Art class adventure
Arc of Butte County co-hosts group exhibit
As a rental hall, the Arc Pavilion is designed to be a blank slate, a huge room to be decorated and transformed into something special for the weddings and other special events that take place there. On a recent weekday visit to the space, I witnessed a transformation of another kind, as students in Arc of Butte County’s art class were busy working on pieces for the upcoming Amazing Land exhibit opening at Chico Art Center (CAC) on Friday (June 2).
Rather than the usual celebratory vibe, there was an aura of benevolence in the hall as I was greeted by curious looks and friendly greetings as the students engaged in various art-related activities. I was there to meet with Alan Carrier, Arc’s art specialist and art class teacher, who is organizing Amazing Land with CAC gallery manager Cameron Kelly and John Stuart Berger of the Short Center North, a Sacramento/Stockton arts-based program that, like Butte County’s Arc, serves people with developmental disabilities.
Carrier, a local artist and Butte College instructor who also manages the community college’s Coyote Gallery, traded friendly gibes with the artists and paused to offer quiet encouragement as we worked our way across the main room.
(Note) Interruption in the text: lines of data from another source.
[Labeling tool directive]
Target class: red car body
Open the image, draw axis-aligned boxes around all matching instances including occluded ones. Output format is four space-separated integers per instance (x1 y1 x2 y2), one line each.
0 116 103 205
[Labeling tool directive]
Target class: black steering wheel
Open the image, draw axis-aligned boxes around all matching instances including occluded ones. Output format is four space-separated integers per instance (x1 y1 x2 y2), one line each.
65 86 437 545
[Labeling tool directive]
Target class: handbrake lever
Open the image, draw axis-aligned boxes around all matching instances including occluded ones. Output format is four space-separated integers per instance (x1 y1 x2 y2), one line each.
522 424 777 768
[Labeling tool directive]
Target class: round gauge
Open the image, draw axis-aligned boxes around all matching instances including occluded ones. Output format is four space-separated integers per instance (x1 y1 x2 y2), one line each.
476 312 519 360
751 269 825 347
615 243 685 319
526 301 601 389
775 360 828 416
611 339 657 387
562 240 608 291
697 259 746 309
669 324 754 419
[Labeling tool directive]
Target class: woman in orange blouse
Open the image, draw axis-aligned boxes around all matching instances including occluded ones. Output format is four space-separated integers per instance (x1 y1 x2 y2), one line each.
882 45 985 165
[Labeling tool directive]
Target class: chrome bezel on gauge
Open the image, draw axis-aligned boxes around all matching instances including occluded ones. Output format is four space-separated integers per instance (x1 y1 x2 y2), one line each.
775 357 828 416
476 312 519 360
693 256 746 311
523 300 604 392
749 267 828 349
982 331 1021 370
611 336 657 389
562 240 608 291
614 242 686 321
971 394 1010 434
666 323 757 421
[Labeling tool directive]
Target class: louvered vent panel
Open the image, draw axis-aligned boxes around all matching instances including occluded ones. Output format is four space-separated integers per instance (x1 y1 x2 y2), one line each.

He led me to a back room where some of the pieces for the upcoming exhibit were being stored and prepared, and seeing the amassed artwork stacked amid the hall’s tables and chairs, I realized students in the Arc’s art program are tremendously productive.
I saw only a small portion of the art going to the exhibit (works from Short Center North clients will be in the show as well) and was impressed by the level of creativity and enthusiastic self-expression in the lively and inspired collection of works.
The pieces comprise a variety of media—from crayon and colored pencil to tempera and acrylic paintings to 3-D assemblages—and styles ranging from narrative pictorials to completely abstract explorations of color and line.
Christy Yoskowitz’s colored pencil composition of smiling, green-finned yellow and orange fish floating above a table top bedecked with a loaf a bread and a pink pitcher, with a row of semi-abstract orange-beaked bird-heads peering up from below is a whimsically expressionistic work that Paul Klee would certainly approve of.
Lance Sakschewki’s apocalyptic untitled piece is a work of unfettered imagination. A smiling, red-lipped, purple-eyed, yellow sun gazes across a pale blue sky to where black clouds pour ribbons of red, yellow and orange lightning between polka dot stripes of cobalt rain on a witch in purple pants dancing on a pale apricot beach above a school of toothy, bomb-shaped fish. “[It] took about two months to finish,” the artist explained, “Because there is a lot of details that I have to get in there.”
Also involving an incredible amount of detail and color is Allen Bunch’s large colored pencil drawing, “On an Island,” in which the artist depicts a sunset above a palm-tree-festooned island surrounded by a life-filled ocean. Amazing lands, indeed.
Other treasures include Peter Wong’s colorfully abstract depiction of plant motifs; Laurie Vignani’s powerful, abstract, expressionistic black-line compositions; Becky Mains’ Gauguinesque portraiture; and Robbie Bigalow’s calming, detailed formulations of flowing lines of color.
Works from the ongoing art class are also sold in the Arc thrift stores, and according to the Arc website, students often take home prizes for their works at the Butte County Fair. Monies from the sale at the upcoming exhibit will go directly to the artists. And judging from my brief introduction, I’d have to say that Amazing Lands is well worth exploring.